Bis 2050 können Wind und Sonne locker den gesamten Energiebedarf der Welt decken – und schöpften damit ihr Potenzial gerade mal zu einem Hundertstel aus. Der Preiszerfall macht es möglich. Das stellt der britische Think Tank Carbon Tracker in der Studie «The Sky is the Limit» fest.
«Eine neue Epoche, vergleichbar mit der Industriellen Revolution, hat begonnen. Die Energiepreise werden nur noch purzeln, Millionen werden vor allem in armen Ländern davon profitieren. Die Staaten werden sich befreien von teuren Importen für Kohle, Öl oder Gas. Und saubere Energien werden den Klimawandel bekämpfen und unseren Planeten von der tödlichen Umweltverschmutzung befreien». Man hört die frohe Botschaft nur zu gern, die der Energiespezialist Kingsmill Bond vom britischen Think Tank Carbon Tracker verkündet. Alles wird gut, binnen von nur drei Jahrzehnten wird die Welt eine andere sein, befreit von den Altlasten des Industriellen Zeitalters, das ganz auf die nicht erneuerbaren Ressourcen der Erde gesetzt hatte, und mehr noch: befreit auch von der Zwängerei energiehungriger Staaten der Ersten Welt, die die rohstoffreichen armen Länder ausplündern.
Die ökonomischen Voraussetzungen seien inzwischen mehr als nur erfüllt. 60 Prozent der solaren Ressourcen und 15 Prozent der Windfelder könnten preislich schon heute mit der lokalen fossilen Konkurrenz mithalten. Bis 2030 gelte diese für die gesamte Solarenergie und die Hälfte des Windes. Denn die Preise dürften weiter mit dem Tempo der vergangenen zehn Jahre fallen – um jährlich 18 Prozent bei Solarenergie, um neun beim Wind. Dazu kommt das beispiellose Wachstum: Solarpanels um 39 Prozent jährlich, Windräder um 17 Prozent. Und erstmals in der Geschichte wurde im Jahr 2020 mehr Geld in erneuerbare Energien investiert als in nicht erneuerbare.

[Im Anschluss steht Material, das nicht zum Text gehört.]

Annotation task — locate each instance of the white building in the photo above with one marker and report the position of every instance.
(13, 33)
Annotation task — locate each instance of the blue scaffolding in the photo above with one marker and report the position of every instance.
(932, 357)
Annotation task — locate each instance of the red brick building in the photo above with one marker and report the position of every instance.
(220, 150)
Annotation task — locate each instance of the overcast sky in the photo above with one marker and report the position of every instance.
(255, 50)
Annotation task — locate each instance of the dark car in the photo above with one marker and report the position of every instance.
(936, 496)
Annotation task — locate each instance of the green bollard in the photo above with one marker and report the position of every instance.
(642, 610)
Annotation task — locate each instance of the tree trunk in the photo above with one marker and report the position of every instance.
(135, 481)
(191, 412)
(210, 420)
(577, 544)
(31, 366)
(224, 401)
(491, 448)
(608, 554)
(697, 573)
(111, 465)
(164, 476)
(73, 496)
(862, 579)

«Die Welt braucht dazu nicht einmal ihre gesamten erneuerbaren Ressourcen auszubeuten. Ein Prozent genügt, um sämtliche fossilben Brennstoffe zu ersetzen», sagt Harry Benham, Co-Autor der Studie. Um noch anschaulicher zu machen: das solare Potenzial der Erde ist mit 5800 Perrawattstunden so hoch wie sämtliche fossilen Brennstoffe der Erde zusammen, während der Jahresverbrauch weltweit 2019 65 Pettawattstunden erreichte.
Die grosse Hürde sei heute nicht mehr die wirtschaftliche, sondern die politische. Anderseits gebe es wichtige Wachstumstreiber, die auch die politischen Entscheidungen beeinflussen. Die historische Erfahrung zeige, dass günstige lokale Ressourcen rasch genutzt würden. Der Klimawandel treibe den Ausstieg aus den fossilen Brennstoffen an. Und weil 80 Prozent der Menschheit in Ländern leben, die auf Energieimporte angewiesen seien, böten erneuerbare Energien den Ausweg aus dieser Abhängigkeit, Zugang zu günstigerer Energie und viele neue Arbeitsplätze.
Grundsätzlich ist das Potenzial an erneuerbaren Energien überall auf der Welt höher als der Bedarf. Doch es gibt beträchtliche Unterschiede. Während etwa im subsaharischen Afrika das Potenzial 100mal höher ist als der Bedarf, sind grosse Teile Europas, Koreas oder Japans weniger gut aufgestellt. Ihr Potenzial ist maximal zehnmal höher als der Bedarf.
Doch das Beispiel Deutschlands, das seit über zwei Jahrzehnten den Ausbau erneuerbarer Energien mit Subventionen vorantrieb, als die Preise noch um ein Vielfaches über den heutigen lagen, und obwohl es die drittschlechtesten natürlichen Voraussetzungen dafür hat, zeige gerade, was möglich sei. «Wenn Deutschland die Energiewende schafft, dann ist das überall auf der Welt möglich.» Und danach sieht es aus. Eine neue Studie der Denkfabriken Agora Energiewende und Stiftung Klimaneutralität zeigt, dass ein klimaneutrales Deutschland sogar schon 2045 möglich ist – fünf Jahre früher als geplant.